Benjamin draws attention to a deviance from his previous theses. Now, insistence on what is retained at a distance, on a certain invisibility, corresponds only to a negative moment, associating ‘aura’ to cultic values, whether they be mythical or religious. The object consists in an intertwining of substance and values, beyond those of ritual, aesthetics, and exchange, involving its materiality rigidly. The singularity of the object resides in these elements that compose the aspect of a work of art.22 However, from an affirmative, or political, point of view, singularity implies the transmission of the ‘real’, as it has been empirically constituted throughout history. The metaphysical values of authenticity and originality, which seek to guarantee singularity to the object, ensure its invariability throughout its spatial and temporal transmission. ‘The authenticity of a thing is the essence of all that is transmissible from its beginning, ranging from its substantive duration to its testimony to the history which it has experienced.’ (Benjamin, 1992b: 215)
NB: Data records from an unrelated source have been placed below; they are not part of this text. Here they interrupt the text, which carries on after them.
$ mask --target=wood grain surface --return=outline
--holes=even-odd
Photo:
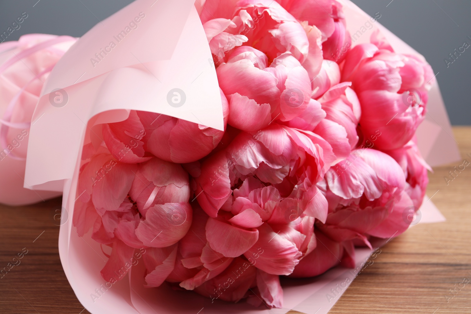
[[[471,155],[471,127],[455,127],[454,132],[463,159],[471,162],[466,155]],[[463,283],[471,279],[471,165],[452,181],[444,179],[462,163],[437,167],[430,174],[427,195],[446,222],[419,224],[390,241],[330,313],[471,313],[471,282]],[[0,275],[0,314],[89,313],[59,258],[55,215],[60,209],[60,199],[0,206],[0,269],[23,254],[15,260],[20,264]]]

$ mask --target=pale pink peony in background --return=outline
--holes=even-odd
[[[0,44],[0,202],[32,204],[60,195],[24,188],[25,158],[33,112],[49,73],[76,40],[43,34]]]

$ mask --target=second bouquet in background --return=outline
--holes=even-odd
[[[73,224],[109,247],[106,282],[144,248],[147,287],[282,308],[280,276],[353,268],[356,246],[409,226],[428,183],[415,134],[433,72],[378,32],[352,45],[336,1],[199,12],[224,130],[136,110],[97,124]]]

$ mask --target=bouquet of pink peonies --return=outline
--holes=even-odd
[[[73,224],[112,248],[107,282],[145,248],[148,287],[281,308],[280,276],[353,268],[355,245],[409,226],[433,73],[378,34],[332,61],[351,42],[336,1],[208,0],[200,17],[224,131],[134,111],[100,125]]]
[[[26,179],[64,189],[61,260],[89,310],[292,308],[303,300],[284,304],[284,282],[355,268],[358,248],[407,229],[428,184],[417,130],[434,74],[379,26],[350,36],[349,16],[365,16],[352,6],[138,0],[57,64]],[[138,15],[98,64],[84,59]],[[159,308],[194,310],[174,303]]]

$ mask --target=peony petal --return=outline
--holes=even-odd
[[[227,97],[230,108],[228,123],[244,131],[258,131],[271,121],[268,104],[259,105],[255,100],[236,93]]]
[[[301,255],[296,245],[277,234],[266,223],[259,227],[258,230],[258,241],[244,255],[249,258],[254,254],[259,254],[257,268],[268,274],[291,274]]]
[[[257,287],[268,308],[283,308],[283,290],[280,284],[279,276],[257,269]]]
[[[259,239],[257,229],[246,230],[213,218],[206,225],[210,246],[227,257],[235,258],[250,249]]]
[[[149,209],[146,220],[139,223],[136,234],[146,246],[169,246],[186,234],[192,218],[192,210],[188,203],[157,204]]]
[[[205,297],[209,296],[213,300],[219,298],[237,302],[245,296],[255,278],[255,267],[245,259],[236,258],[223,272],[195,291]]]
[[[177,245],[168,248],[149,248],[143,255],[147,269],[146,287],[159,287],[173,270],[177,257]]]
[[[111,255],[100,273],[106,282],[123,279],[132,266],[134,248],[118,240],[113,243]]]
[[[228,220],[231,224],[243,228],[257,228],[261,225],[263,222],[260,216],[253,209],[248,209]]]
[[[317,246],[312,252],[301,260],[290,277],[308,278],[324,274],[340,263],[343,247],[333,241],[322,233],[316,231]]]
[[[110,164],[102,168],[93,188],[92,201],[97,209],[117,209],[128,195],[134,180],[137,166],[124,163]]]

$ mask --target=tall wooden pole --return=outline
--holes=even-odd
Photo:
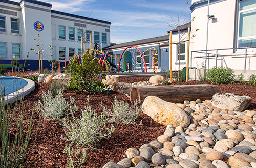
[[[170,31],[170,83],[173,82],[173,31]]]
[[[92,54],[92,34],[90,34],[90,54]]]
[[[83,54],[83,37],[81,37],[81,41],[82,42],[82,48],[81,48],[81,51],[82,51],[82,55]]]
[[[187,30],[187,69],[186,72],[186,82],[188,81],[188,61],[189,60],[189,44],[190,38],[190,27]]]

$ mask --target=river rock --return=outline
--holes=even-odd
[[[161,153],[157,153],[152,156],[152,163],[155,165],[165,165],[165,158]]]
[[[251,98],[229,93],[217,93],[212,96],[212,105],[218,108],[231,111],[245,110],[251,102]]]
[[[251,167],[251,165],[248,161],[235,156],[232,156],[228,159],[228,163],[233,168],[241,168],[243,166]]]
[[[186,113],[176,104],[164,101],[156,96],[147,97],[142,105],[144,113],[158,123],[174,127],[185,128],[189,125],[190,120]]]
[[[134,148],[130,148],[125,152],[125,154],[128,159],[131,159],[134,157],[139,156],[140,152],[139,151]]]
[[[164,77],[161,75],[154,75],[150,78],[150,83],[158,84],[162,83],[164,80]]]
[[[144,158],[144,159],[147,162],[151,161],[151,157],[155,154],[152,148],[145,147],[142,149],[140,153],[140,156]]]

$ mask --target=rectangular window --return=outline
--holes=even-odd
[[[99,43],[99,32],[94,32],[94,43]]]
[[[0,32],[6,32],[5,16],[0,16]]]
[[[152,50],[151,51],[151,56],[152,56],[154,53],[155,53],[155,54],[153,56],[154,57],[155,57],[155,58],[154,59],[154,61],[155,61],[155,64],[154,64],[154,66],[156,67],[158,67],[158,63],[157,63],[158,61],[158,50],[156,49],[156,51],[154,51],[154,50]],[[152,57],[151,57],[151,58],[152,58],[152,67],[153,67],[153,58]]]
[[[75,28],[69,27],[69,40],[75,40]]]
[[[140,56],[140,53],[139,52],[136,52],[136,62],[137,68],[139,67],[139,68],[141,68],[141,56]]]
[[[12,58],[14,59],[20,58],[20,44],[12,44]]]
[[[150,66],[150,51],[147,51],[144,53],[144,59],[145,59],[145,62],[146,62],[146,65],[147,67]],[[143,64],[144,65],[144,64]]]
[[[7,58],[7,44],[6,43],[0,43],[0,57]]]
[[[65,60],[66,47],[59,47],[59,60]]]
[[[82,49],[81,48],[78,48],[77,49],[78,50],[78,52],[77,52],[77,54],[79,55],[82,55]]]
[[[19,19],[11,18],[11,32],[19,34]]]
[[[177,45],[177,51],[179,51],[180,53],[180,61],[185,60],[185,44],[181,44]],[[178,54],[178,52],[177,52],[177,62],[179,61],[179,54]]]
[[[92,31],[86,31],[86,42],[90,41],[90,34],[92,34]]]
[[[75,54],[75,48],[69,48],[69,57],[70,57],[70,58],[74,58],[74,54]]]
[[[59,25],[59,39],[65,39],[65,26]]]
[[[101,43],[106,44],[106,33],[102,33],[101,34]]]
[[[82,41],[82,37],[83,37],[83,29],[77,29],[77,40]]]
[[[240,1],[238,47],[256,46],[256,1]]]

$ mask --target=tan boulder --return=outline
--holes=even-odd
[[[172,125],[185,128],[190,123],[186,113],[176,104],[164,101],[156,96],[148,96],[142,104],[144,113],[156,122],[165,126]]]
[[[162,83],[164,80],[164,77],[161,75],[154,75],[150,78],[150,83],[157,84]]]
To my mind, the issue of tradition has been overly stressed in contemporary theory. As is common knowledge, Latin translations summarily distinguish between ‘tradition’ and ‘transmission’; however, in German the two words are almost indistinguishable from each other, for the real as it is constructed is the effect of the transmission of a particular tradition. This is the reason why Benjamin, in a later text, describes the present as an effect of a war: ‘the adherents of historicism … empathise … with the victor’ (1992a: 248). I want to argue that the concept of property is that which structures the transmission of the ‘real’, maintaining it invariable throughout time. Much to Adorno’s horror, Benjamin proceeded as if ‘property’ were the DNA of history. Aura reveals itself as a metaphysical projection of property, dissimulated under cult-like, or even aesthetical, forms. ‘The growing proletarianisation of modern man and the increasing formation of masses are two aspects of the same process. Fascism attempts 22

In a certain way, this echoes Ortega y Gasset’s (1948) ideas on the ‘dehumanisation of art’, reducing the ‘immateriality’ that invests material objects to the historical context and the spirit of the age in which they are produced.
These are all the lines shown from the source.